Ya, apa yang biasanya disebut sebagai “Sistem Studio” sebenarnya merupakan upaya yang disengaja oleh Lima Besar untuk membatasi persaingan dan mempertahankan kendali. Bioskop akan memastikan bahwa produk studio mereka yang mempunyai banyak uang ditayangkan di bioskop mereka sendiri, sementara teater di lingkungan sekitar dilarang mendapatkan produk “A”. Keputusan Paramount merupakan keuntungan bagi industri secara keseluruhan, namun merupakan pukulan besar bagi para jutawan.
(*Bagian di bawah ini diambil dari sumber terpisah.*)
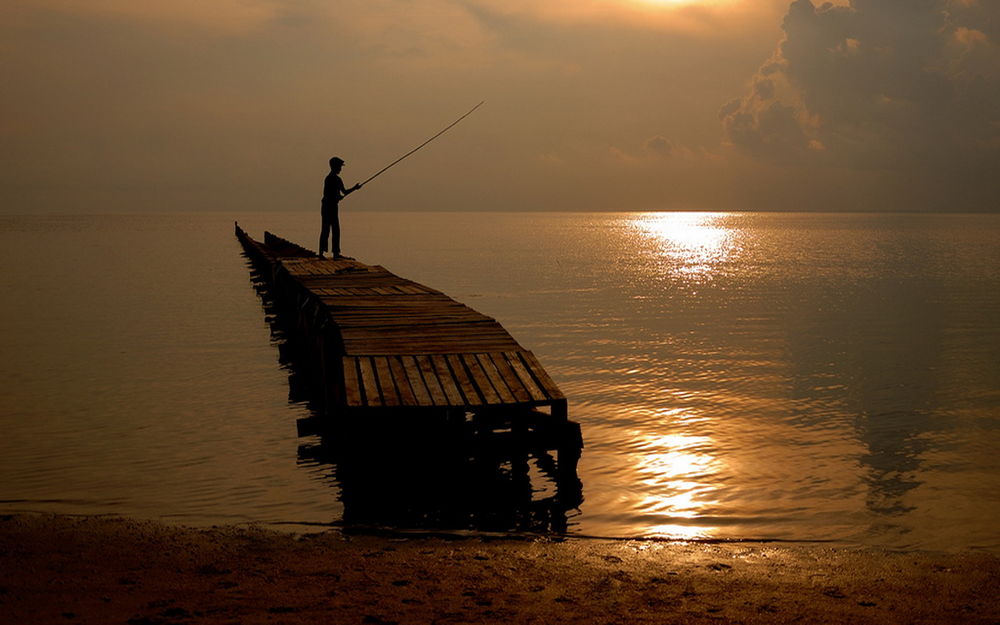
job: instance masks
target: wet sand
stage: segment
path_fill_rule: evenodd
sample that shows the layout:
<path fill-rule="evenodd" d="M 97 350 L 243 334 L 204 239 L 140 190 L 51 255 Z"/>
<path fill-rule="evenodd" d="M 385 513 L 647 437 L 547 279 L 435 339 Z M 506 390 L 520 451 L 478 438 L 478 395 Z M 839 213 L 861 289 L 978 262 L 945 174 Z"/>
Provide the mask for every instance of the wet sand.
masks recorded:
<path fill-rule="evenodd" d="M 0 517 L 2 623 L 990 623 L 1000 558 Z"/>

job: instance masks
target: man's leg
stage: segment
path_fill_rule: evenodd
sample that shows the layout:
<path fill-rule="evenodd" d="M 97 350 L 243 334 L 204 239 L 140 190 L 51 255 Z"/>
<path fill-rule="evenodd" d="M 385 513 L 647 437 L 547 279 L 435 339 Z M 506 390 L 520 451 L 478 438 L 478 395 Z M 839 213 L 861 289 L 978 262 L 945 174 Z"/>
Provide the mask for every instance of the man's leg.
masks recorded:
<path fill-rule="evenodd" d="M 334 206 L 330 215 L 330 231 L 333 238 L 333 255 L 340 256 L 340 211 L 339 206 Z"/>
<path fill-rule="evenodd" d="M 320 218 L 322 225 L 319 231 L 319 255 L 322 256 L 326 252 L 326 237 L 330 232 L 330 211 L 326 206 L 320 210 Z"/>

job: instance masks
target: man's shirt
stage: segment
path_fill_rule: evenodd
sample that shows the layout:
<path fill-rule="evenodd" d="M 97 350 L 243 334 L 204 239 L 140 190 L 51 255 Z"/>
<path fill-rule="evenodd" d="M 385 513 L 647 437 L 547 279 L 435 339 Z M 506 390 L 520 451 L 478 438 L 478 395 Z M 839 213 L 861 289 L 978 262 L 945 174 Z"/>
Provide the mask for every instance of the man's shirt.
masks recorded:
<path fill-rule="evenodd" d="M 331 172 L 323 181 L 323 203 L 338 204 L 345 195 L 347 195 L 347 189 L 344 188 L 344 181 L 340 179 L 340 176 Z"/>

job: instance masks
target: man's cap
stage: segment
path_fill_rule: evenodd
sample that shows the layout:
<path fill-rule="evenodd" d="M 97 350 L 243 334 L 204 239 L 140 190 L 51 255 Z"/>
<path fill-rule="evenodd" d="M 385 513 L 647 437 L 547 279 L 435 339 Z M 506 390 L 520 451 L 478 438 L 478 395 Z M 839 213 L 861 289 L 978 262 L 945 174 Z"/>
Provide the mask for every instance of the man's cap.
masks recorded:
<path fill-rule="evenodd" d="M 343 165 L 344 159 L 340 158 L 339 156 L 334 156 L 333 158 L 330 159 L 330 164 L 333 165 L 334 163 L 340 163 L 341 165 Z"/>

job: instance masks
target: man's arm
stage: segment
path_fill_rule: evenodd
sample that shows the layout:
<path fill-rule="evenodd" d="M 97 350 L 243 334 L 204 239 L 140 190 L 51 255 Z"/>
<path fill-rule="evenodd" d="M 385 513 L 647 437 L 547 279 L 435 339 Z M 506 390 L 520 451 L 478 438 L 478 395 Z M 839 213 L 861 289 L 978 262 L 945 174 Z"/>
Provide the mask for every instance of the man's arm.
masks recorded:
<path fill-rule="evenodd" d="M 348 189 L 347 187 L 344 186 L 344 181 L 341 179 L 340 176 L 337 176 L 337 185 L 340 187 L 338 191 L 340 191 L 341 197 L 347 197 L 349 194 L 354 193 L 355 191 L 361 188 L 361 184 L 359 183 Z"/>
Ketika studio harus menjual teaternya, pemilik teater di lingkungan sekitar dapat muncul kembali. Sepanjang tahun 1950-an, para pembuat film lokal dengan anggaran rendah tiba-tiba memiliki tempat yang tersedia, dan secara pribadi dapat membawa cetakan film tersebut ke bioskop di lingkungan mereka, meminta untuk dipamerkan. Ada alasan mengapa terjadi ledakan film berbiaya rendah, eksploitasi drive-in, dan peningkatan pembuatan film queer underground di akhir tahun 1950-an.
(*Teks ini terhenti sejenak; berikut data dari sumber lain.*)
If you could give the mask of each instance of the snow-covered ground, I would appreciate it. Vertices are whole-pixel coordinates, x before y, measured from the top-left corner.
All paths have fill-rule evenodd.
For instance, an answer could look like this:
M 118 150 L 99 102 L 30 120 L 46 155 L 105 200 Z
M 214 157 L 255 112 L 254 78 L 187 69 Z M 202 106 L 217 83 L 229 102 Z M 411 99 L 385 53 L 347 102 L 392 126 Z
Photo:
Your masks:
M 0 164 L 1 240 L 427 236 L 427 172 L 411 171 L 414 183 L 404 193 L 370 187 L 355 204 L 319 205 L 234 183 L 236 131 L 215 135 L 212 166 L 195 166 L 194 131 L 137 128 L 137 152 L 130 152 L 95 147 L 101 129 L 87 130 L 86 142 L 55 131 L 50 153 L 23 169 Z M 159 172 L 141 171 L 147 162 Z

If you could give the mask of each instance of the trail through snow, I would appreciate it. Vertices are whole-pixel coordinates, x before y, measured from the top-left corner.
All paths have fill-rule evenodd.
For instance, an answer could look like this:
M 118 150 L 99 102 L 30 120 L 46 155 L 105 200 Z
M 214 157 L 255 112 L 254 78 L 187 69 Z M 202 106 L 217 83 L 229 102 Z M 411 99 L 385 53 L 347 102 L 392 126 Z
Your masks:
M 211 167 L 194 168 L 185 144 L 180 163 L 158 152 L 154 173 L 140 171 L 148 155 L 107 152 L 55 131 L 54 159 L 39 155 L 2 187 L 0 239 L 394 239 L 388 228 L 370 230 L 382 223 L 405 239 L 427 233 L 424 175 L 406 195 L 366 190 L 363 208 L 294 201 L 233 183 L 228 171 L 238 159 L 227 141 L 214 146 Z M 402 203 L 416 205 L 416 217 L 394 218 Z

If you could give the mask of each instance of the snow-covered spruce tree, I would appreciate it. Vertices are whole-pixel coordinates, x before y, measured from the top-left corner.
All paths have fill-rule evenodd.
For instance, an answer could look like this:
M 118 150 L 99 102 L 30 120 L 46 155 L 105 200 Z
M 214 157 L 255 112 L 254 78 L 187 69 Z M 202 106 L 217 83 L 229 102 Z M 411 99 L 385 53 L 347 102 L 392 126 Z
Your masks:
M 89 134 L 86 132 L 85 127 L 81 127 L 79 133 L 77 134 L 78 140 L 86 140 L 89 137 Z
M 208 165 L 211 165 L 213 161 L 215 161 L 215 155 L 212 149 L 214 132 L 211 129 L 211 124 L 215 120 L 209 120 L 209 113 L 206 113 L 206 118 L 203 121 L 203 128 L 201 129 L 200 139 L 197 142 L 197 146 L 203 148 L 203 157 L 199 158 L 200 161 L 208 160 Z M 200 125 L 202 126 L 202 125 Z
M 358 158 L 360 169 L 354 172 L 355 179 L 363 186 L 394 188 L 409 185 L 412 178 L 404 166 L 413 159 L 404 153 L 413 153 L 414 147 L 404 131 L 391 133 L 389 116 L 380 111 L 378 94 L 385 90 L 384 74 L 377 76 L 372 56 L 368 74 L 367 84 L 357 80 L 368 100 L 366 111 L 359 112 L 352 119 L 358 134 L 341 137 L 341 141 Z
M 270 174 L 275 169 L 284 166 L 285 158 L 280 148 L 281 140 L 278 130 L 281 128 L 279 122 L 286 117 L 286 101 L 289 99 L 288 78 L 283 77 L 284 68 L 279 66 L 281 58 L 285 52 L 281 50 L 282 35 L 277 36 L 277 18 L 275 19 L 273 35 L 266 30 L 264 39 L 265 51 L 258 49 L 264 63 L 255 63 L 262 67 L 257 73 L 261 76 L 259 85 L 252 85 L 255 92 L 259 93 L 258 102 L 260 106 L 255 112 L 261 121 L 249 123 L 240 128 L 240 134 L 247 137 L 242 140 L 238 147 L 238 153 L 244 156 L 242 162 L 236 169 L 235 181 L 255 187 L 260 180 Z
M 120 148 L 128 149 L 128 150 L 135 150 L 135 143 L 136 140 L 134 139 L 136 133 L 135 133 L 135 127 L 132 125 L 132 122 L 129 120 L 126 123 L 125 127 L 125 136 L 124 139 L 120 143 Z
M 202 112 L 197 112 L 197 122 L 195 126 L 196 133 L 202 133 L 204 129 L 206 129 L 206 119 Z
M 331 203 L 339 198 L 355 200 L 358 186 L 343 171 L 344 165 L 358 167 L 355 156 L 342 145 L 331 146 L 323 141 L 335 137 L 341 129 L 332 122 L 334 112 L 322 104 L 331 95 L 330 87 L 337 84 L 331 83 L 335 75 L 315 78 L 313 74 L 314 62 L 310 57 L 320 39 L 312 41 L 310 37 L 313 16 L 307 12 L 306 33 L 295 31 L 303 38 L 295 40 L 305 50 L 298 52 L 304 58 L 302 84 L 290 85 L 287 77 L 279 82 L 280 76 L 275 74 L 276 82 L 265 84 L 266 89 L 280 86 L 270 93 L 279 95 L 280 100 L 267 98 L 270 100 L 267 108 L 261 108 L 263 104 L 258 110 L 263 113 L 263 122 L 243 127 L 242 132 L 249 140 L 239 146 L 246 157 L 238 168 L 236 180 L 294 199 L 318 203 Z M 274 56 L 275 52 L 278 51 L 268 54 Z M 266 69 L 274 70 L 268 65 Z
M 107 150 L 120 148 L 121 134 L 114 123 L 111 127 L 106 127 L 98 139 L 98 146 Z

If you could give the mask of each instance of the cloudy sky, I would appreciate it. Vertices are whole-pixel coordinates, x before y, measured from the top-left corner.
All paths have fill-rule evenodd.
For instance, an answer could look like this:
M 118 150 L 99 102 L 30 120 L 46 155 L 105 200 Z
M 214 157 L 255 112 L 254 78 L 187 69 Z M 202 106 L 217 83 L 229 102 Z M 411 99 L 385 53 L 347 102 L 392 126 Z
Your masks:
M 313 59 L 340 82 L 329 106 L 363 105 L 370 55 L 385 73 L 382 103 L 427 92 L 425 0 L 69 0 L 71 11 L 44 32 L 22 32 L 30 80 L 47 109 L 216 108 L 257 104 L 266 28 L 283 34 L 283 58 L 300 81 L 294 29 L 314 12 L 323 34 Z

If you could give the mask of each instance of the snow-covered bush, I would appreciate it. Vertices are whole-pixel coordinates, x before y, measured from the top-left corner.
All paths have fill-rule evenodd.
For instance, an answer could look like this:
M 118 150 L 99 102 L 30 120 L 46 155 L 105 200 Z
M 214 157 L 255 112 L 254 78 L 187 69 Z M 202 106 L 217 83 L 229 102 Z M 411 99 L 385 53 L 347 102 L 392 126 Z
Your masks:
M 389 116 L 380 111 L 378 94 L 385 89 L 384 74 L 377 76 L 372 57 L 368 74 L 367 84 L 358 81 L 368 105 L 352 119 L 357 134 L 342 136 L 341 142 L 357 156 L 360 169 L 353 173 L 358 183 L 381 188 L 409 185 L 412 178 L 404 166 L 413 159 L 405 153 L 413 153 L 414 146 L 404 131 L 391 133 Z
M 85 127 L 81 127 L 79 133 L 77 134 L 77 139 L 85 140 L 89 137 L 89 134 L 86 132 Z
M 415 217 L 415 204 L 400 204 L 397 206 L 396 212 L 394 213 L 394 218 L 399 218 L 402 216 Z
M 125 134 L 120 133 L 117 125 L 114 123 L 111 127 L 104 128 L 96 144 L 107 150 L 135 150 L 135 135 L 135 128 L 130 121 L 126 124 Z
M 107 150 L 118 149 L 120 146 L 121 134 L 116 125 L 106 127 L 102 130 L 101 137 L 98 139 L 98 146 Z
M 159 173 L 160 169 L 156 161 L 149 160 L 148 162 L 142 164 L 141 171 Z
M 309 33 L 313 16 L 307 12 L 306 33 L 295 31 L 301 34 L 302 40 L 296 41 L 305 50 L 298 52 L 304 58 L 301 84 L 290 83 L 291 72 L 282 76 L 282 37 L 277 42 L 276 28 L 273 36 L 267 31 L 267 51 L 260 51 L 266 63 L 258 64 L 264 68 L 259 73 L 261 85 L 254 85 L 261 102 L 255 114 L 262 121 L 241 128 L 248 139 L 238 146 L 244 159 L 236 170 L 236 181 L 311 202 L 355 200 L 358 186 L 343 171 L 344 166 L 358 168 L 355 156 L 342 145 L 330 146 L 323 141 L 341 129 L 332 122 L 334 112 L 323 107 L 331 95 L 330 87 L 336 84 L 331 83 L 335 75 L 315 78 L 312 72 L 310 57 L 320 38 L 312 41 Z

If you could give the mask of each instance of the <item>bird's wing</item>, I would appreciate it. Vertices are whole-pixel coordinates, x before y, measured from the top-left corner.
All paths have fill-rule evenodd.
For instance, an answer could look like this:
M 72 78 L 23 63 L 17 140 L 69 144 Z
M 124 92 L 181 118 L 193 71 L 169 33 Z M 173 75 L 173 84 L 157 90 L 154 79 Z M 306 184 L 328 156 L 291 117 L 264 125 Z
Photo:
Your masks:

Keputusan Paramount menghancurkan industri yang sudah melemah. Terima kasih kepada Komite Kegiatan Unamerican DPR – yang, dengan cara yang paranoid, berusaha membasmi “Komunis” dalam industri ini – banyak karyawan Hollywood yang ditolak. Selain itu, industri film Inggris ingin meningkatkan jumlah mereka sendiri dan memberlakukan pajak sebesar 75% atas impor Amerika. Hollywood sedang berjuang untuk tetap menjadi raksasa seperti yang diinginkannya.
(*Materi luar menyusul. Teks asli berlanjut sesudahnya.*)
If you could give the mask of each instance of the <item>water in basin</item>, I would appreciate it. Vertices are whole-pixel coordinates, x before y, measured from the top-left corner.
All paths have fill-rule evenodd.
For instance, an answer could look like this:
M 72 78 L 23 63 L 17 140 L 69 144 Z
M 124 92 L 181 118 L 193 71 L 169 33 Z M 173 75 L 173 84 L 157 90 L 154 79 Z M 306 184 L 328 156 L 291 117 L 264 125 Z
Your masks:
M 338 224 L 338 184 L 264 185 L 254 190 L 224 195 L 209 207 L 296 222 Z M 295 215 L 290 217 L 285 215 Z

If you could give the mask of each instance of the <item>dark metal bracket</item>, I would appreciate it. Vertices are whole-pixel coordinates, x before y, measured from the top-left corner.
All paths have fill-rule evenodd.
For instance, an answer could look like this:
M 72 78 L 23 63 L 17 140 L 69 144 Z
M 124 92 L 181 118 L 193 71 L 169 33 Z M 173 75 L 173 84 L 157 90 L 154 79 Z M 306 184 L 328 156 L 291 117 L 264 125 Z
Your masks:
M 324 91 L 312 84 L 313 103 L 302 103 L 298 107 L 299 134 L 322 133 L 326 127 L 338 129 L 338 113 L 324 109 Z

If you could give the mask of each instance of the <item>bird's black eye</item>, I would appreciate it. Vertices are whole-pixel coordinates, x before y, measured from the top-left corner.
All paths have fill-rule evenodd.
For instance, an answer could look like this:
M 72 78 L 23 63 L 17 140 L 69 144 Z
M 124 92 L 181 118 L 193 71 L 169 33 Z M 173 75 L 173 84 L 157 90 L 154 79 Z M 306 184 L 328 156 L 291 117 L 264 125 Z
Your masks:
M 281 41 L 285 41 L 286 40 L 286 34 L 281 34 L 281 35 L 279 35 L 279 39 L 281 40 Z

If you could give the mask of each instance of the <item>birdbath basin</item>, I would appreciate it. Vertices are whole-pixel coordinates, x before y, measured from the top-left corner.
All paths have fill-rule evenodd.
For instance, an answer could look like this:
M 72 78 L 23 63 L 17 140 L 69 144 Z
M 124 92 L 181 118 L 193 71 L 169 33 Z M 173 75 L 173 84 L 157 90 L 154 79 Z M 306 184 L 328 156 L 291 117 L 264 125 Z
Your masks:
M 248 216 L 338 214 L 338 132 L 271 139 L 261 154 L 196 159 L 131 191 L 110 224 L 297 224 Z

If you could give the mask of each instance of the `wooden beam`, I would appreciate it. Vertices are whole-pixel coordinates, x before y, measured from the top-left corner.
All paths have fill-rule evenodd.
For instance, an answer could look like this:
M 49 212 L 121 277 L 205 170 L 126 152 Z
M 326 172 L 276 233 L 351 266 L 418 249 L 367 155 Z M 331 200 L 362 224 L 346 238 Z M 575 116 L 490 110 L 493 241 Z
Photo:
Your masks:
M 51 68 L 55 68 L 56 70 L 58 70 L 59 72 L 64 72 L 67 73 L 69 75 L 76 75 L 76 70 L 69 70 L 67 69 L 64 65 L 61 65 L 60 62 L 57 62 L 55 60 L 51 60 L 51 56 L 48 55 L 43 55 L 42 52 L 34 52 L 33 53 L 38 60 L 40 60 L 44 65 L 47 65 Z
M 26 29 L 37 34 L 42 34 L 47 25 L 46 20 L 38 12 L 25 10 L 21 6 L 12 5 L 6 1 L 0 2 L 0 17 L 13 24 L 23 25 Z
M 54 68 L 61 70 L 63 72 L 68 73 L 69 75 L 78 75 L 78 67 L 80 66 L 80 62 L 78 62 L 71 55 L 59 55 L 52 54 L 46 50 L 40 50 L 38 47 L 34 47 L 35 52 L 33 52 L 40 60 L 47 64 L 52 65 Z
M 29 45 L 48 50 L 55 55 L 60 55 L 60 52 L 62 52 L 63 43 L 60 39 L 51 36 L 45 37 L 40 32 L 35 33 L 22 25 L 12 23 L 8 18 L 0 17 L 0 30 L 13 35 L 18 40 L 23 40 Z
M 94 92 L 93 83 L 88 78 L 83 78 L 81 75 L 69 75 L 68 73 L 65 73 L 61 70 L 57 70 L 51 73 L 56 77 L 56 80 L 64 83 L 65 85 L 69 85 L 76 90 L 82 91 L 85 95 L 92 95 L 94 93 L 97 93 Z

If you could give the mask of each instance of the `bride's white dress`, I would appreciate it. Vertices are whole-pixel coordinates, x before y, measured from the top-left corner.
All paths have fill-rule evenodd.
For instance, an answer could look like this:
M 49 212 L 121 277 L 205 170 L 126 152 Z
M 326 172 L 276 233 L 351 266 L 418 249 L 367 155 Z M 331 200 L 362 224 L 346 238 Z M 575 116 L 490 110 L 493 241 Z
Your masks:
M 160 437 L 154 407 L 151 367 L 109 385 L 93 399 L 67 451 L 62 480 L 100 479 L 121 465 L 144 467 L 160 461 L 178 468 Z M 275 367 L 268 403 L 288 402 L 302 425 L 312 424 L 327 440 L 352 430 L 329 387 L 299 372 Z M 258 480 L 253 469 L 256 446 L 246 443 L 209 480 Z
Kasus Mahkamah Agung mencantumkan Paramount sebagai tergugat karena mereka adalah studio yang memiliki jumlah teater terbanyak pada saat itu; menurut perkiraan “Englufed”, jumlahnya mencapai 1.450 bioskop. Sebagai perbandingan, AMC saat ini hanya memiliki 900 bioskop. Namun, kedelapan studio yang disebutkan di atas termasuk dalam gugatan tersebut. Bahkan Little Three dituduh membuat kesepakatan dengan studio teater besar dibandingkan dengan jaringan teater independen yang lebih kecil. Paramount dan rekan-rekan terdakwa diberi waktu satu tahun untuk menjual teater mereka.